How Big Is Your Carbon Footprint?
How Big Is Your Carbon Footprint?
If you had asked someone a few years back, do you know your carbon footprint? They may have looked down at their shoes and said, size 10???
There are so many new terms and lifestyle things being bantered about these days.
What about your “digital footprint”?
Again someone may look down at their feet and say, my shoes are analogue:)
A digital footprint is, “one’s unique set of traceable digital activities, actions, contributions and communications that are manifested on the Internet or on digital devices”.
These footprints can be passive or active.
Passive footprints are things like cookies on web sites and other tracking devices used by the Internet.
Active footprints are when you use email, log into a web site and use a password. You are actively leaving a digital footprint.
Again, 10 years ago no one mentioned this, let alone knew about it.
We all know about credit reports and credit scoring, but what about Social Credit and Social Scores?
Using data that is accessible through many means, such as your using your credit or debit cards, not using cash, buying online, and social media, all this data can be gathered and scored to create a picture of you.
And mentioning social media, which is another “realm of mischief”, who thought about tweeting, Facebook likes, changing relationship status for al to see, swiping right, or left, who thought of all this 10 or more years ago???
Besides those that have created the technology.
There are a lot of new terms and not just terms, but lifestyles being modeled and changed as we speak and I write this.
Another one that seems to be in the news lately is “carbon foot printing”.
What is a Carbon Footprint?
By definition a carbon footprint is, “The total amount of greenhouse gases produced to directly and indirectly support human activities, usually expressed in equivalent tons of carbon dioxide (CO2).”
And there are ways to calculate your carbon footprint, how much CO2 you are emitting; not personally, but through your actions.
And there are ways to reduce your carbon footprint, and some are very simple to do:
* Unplug your electronic devices when not in use.
* Reduce your meat consumptions, cows emit a lot of methane into the air, not to mention the amount of water required for each cow.

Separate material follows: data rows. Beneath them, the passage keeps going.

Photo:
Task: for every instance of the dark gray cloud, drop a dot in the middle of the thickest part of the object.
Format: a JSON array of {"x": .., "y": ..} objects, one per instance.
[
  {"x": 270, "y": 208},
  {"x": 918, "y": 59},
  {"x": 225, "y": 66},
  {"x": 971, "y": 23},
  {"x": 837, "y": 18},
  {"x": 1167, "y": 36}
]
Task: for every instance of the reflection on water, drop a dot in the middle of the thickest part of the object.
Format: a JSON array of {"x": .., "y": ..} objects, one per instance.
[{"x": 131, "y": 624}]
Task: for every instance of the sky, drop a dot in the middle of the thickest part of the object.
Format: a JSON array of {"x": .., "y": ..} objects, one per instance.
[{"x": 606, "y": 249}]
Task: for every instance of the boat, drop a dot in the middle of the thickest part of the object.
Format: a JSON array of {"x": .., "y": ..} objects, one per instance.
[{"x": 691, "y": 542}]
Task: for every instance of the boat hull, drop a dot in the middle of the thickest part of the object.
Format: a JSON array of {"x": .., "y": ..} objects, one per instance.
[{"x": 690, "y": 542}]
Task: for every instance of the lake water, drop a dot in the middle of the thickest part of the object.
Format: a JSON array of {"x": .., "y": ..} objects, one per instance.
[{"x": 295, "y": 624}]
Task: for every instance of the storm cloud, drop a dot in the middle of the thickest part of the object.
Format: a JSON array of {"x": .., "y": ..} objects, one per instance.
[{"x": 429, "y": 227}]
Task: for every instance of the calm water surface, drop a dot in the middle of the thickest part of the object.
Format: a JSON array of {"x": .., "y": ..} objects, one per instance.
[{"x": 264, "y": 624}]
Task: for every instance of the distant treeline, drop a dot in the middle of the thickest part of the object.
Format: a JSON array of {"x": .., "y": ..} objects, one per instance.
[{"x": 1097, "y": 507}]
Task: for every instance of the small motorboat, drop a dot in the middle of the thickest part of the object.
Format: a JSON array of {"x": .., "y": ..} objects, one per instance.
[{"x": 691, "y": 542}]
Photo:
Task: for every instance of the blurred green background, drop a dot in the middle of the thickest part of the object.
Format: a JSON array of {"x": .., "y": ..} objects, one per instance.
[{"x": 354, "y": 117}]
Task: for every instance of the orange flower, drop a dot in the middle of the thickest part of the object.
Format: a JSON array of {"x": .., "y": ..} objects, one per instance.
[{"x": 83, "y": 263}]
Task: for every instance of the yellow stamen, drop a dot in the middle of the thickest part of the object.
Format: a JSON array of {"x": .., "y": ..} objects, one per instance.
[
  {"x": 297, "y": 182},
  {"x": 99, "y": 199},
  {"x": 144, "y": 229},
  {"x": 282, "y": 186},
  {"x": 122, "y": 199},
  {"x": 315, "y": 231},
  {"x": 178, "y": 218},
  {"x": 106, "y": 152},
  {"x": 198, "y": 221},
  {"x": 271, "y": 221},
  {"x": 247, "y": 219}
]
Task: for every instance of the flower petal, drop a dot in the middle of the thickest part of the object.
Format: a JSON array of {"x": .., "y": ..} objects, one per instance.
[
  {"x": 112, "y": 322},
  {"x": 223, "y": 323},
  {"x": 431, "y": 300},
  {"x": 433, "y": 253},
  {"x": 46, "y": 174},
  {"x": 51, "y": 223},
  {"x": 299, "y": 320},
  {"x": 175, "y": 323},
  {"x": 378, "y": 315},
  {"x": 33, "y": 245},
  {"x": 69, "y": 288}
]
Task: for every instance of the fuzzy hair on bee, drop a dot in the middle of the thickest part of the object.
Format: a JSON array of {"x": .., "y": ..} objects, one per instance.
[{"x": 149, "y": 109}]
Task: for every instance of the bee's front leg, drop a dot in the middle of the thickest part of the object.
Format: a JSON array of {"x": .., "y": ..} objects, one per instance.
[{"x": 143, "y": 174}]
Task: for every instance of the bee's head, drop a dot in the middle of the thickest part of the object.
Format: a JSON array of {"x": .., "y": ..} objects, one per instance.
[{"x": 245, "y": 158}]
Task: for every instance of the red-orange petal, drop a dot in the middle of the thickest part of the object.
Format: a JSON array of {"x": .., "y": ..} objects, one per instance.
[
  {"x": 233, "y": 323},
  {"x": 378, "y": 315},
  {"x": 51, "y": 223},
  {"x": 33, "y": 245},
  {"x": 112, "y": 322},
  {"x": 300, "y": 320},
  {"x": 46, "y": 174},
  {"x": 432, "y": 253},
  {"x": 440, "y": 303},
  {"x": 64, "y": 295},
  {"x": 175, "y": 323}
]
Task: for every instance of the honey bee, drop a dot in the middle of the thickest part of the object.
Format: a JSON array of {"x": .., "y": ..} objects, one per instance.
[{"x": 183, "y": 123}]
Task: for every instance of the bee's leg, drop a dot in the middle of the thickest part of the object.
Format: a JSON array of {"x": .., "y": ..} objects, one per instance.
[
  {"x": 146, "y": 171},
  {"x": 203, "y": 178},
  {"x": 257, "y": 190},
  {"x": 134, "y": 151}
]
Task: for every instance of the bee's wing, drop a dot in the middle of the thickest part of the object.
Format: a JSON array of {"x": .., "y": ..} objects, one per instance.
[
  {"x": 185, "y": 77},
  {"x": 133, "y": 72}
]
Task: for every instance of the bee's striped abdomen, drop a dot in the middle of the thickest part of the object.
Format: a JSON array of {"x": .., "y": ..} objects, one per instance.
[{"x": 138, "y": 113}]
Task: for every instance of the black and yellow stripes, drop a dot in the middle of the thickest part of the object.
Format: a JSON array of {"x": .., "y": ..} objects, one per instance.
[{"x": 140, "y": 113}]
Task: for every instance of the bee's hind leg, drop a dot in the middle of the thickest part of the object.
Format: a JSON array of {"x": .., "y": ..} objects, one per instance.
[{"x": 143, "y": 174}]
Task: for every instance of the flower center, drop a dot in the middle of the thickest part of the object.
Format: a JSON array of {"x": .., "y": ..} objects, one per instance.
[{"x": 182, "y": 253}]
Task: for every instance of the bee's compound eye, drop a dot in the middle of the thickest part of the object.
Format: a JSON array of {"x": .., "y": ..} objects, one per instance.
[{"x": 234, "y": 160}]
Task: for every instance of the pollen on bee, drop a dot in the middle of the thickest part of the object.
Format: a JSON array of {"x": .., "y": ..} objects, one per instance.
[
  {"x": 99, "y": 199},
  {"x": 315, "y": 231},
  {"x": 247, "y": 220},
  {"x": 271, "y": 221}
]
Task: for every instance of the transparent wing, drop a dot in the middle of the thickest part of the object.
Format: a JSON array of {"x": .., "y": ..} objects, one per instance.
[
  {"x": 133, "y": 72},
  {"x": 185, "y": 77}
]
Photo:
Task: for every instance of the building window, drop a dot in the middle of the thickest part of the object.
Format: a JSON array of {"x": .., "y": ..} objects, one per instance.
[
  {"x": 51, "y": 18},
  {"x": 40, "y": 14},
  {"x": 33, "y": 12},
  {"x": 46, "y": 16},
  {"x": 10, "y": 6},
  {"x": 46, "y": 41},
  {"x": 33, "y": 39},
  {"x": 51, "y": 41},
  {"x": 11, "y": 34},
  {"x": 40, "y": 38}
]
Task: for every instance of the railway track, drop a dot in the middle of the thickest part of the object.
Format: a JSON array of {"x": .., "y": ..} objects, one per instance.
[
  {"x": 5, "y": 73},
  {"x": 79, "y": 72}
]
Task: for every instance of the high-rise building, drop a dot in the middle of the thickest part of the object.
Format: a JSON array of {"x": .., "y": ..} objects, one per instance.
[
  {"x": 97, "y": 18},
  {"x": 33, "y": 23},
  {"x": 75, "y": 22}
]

* Limit your clothes shopping, don’t live for the next fashionable item.
* Plant a garden.
* Eat local and organic foods.
* Peg out the washing, don’t use tumble dryers.
* Walk don’t run, meaning walk when you can, take public transport, and don’t fly as much.
What don’t fly, then how do I get to my holiday destinations!???
Flying is a huge producer of CO2 and can cause your carbon footprint to be massive, but what can you do???
Feeling guilty about your carbon footprint, as mentioned above there are things you can do, and if you fly, even a few times a year, your carbon foot print may be larger than you think. So you may need to do more than just plant a tree.
This is where “offsetting flights” is an option, although not always a cheap one.
You’re already paying for your flight, the hotel, and all the other aspects of your holiday, now you can pay a fee to ease your guilt about your carbon footprint.
You pay a fee, and a company on your behalf uses that money to help offset your CO2 emissions. It can be by investing in renewable energy sources, planting trees, or a wide variety of things.
All to offset your CO2 footprint.
Some airlines even allow you purchase offsets from them.
Of course there are airlines that state they have lower CO2 emissions that other airlines, and you may try to tell yourself, I only fly short trips, no long haul flights.
The fact is that flying is flying, and planes pollute the skies.
Not Flying at All
If someone feels that strongly about CO2 emissions and wanting the skies clear and the air and Ozone to be fresh, why flay at all?
There are going to be destinations that getting there other than by plane is going to prove problematic, however, you may then ask yourself do I need to fly at all?
You can do a staycation and holiday here at home.
Use the Internet and other services for business meetings and sales conferences as to not have the skies full of business people jet setting about.
How committed are some to this cause, just ask musician, producer and artist Brian Eno, know popularly as just Eno.
One of the early bands Mr. Eno was in, Roxy Music, was inducted into the Rock and Roll Hall of Fame this year, he did not however attend.
As to why he did not attend, he was not flying, due to “his commitment” regarding his carbon footprint.
Guitarist for Roxy Music Phil Manzanera said, “I spoke to Eno, and he’s thrilled to be inducted.”
“But he’s committed to not flying for a year for environmental reasons, and he’s halfway through. He said he feels bad about it. He’s very environmentally aware of his carbon footprint, and he doesn’t want to break this pledge, but he’s very happy for us.”
Not even for the Rock and Roll Hall of Fame.